Is It Inverse Psoriasis or Intertrigo? Understanding the Symptoms

Medically reviewed by Debra Sullivan, PhD, MSN, RN, CNE, COI on October 30, 2017Written by Ann Pietrangelo on November 9, 2015

Inverse psoriasis vs. intertrigo

Inverse psoriasis and intertrigo are skin conditions that can cause discomfort. Although they look similar and often show up in the same places, the two conditions have different causes and treatments.

Read on to learn the similarities and differences between these two skin conditions.

Symptoms of inverse psoriasis

Psoriasis is an autoimmune disease that causes skin cells to grow at an increased rate. This growth can lead to a buildup of red, itchy patches and plaques on the skin.

Inverse psoriasis usually doesn’t appear as scaly as other forms of psoriasis. You may notice patches of red, inflamed skin. These areas can become more irritated if you perspire or if there is skin-on-skin rubbing.

Inverse psoriasis is distinguished by its appearance in the folds of your skin. These patches typically form:

  • under the breasts
  • in the armpits
  • between the crease of the buttocks
  • around the genitals
  • on any other dark, moist fold of skin

Symptoms of intertrigo

Intertrigo is a rash caused by fungus, bacteria, or yeast. Intertrigo is similar to inverse psoriasis, and also appears in the folds of skin around the:

  • breasts
  • armpits
  • groin
  • toes
  • buttocks
  • neck

As the rash progresses, your skin may become more inflamed. Your skin may also:

  • crack
  • bleed
  • ooze
  • have a foul odor

Is it inverse psoriasis or intertrigo?

At first glance, inverse psoriasis can easily be mistaken for intertrigo. You’re more likely to have inverse psoriasis if you have a family history of psoriasis or if you have already been diagnosed with a type of psoriasis.

Inverse psoriasis generally responds favorably to topical medicines. If you’ve previously had a rash that didn’t get better with antifungal treatment, your doctor may suspect inverse psoriasis.

If your rash is accompanied by an unpleasant odor, you’re more likely to have intertrigo. This rash will respond better to antifungal treatments.

What are the risk factors for inverse psoriasis?

Psoriasis isn’t contagious. The exact cause of it isn’t clear, but it’s likely a combination of genetics and a triggering event.

You’re more likely to develop psoriasis if you have a family history of the disease. Inverse psoriasis is more common in people who are obese or who have deep skin folds. People with a weakened immune system are also at a greater risk of developing the skin condition.

What are the risk factors for intertrigo?

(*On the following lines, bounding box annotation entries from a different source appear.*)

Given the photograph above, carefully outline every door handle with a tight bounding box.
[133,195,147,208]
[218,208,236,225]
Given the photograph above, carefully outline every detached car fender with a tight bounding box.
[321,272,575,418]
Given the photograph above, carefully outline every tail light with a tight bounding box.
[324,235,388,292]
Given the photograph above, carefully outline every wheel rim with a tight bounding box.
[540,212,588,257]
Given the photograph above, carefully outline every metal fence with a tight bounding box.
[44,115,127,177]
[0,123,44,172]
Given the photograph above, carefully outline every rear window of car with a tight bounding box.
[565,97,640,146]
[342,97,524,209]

Skin rubbing on skin is the main cause of intertrigo, and anyone can develop it. The condition isn’t contagious.

Your risk of intertrigo may increase if:

  • you have diabetes
  • you’re overweight
  • you’re regularly exposed to high heat and humidity
  • you have artificial limbs, braces, or splints that rub on your skin
  • you’re malnourished
  • you have poor hygiene
  • you’re incontinent

Treatment for inverse psoriasis and intertrigo

For either condition, your doctor may tell you to keep the area dry and clean, minimize friction, and expose your skin to air when possible. To prevent irritation, wear loose-fitting, absorbent clothes. That will make it easier for your skin to breathe.

Inverse psoriasis treatment

Inverse psoriasis can be difficult to treat. Your doctor may prescribe topical ointments or steroids. In moderate to severe cases, ultraviolet B (UVB) light therapy or biologic medications may be necessary.

Intertrigo treatment

Intertrigo may be treated with barrier creams or powders to absorb moisture. If that doesn’t help, prescription strength topical creams should take care of it. If necessary, your doctor may prescribe antibiotic or antifungal treatments. Other treatments may be necessary if your skin becomes infected.

When to see your doctor

It can be difficult to self-diagnose a skin rash. If you develop an unexplained rash that won’t go away or is getting worse, you should see your doctor. Early treatment may help clear it up before there is any physical discomfort or chance of infection.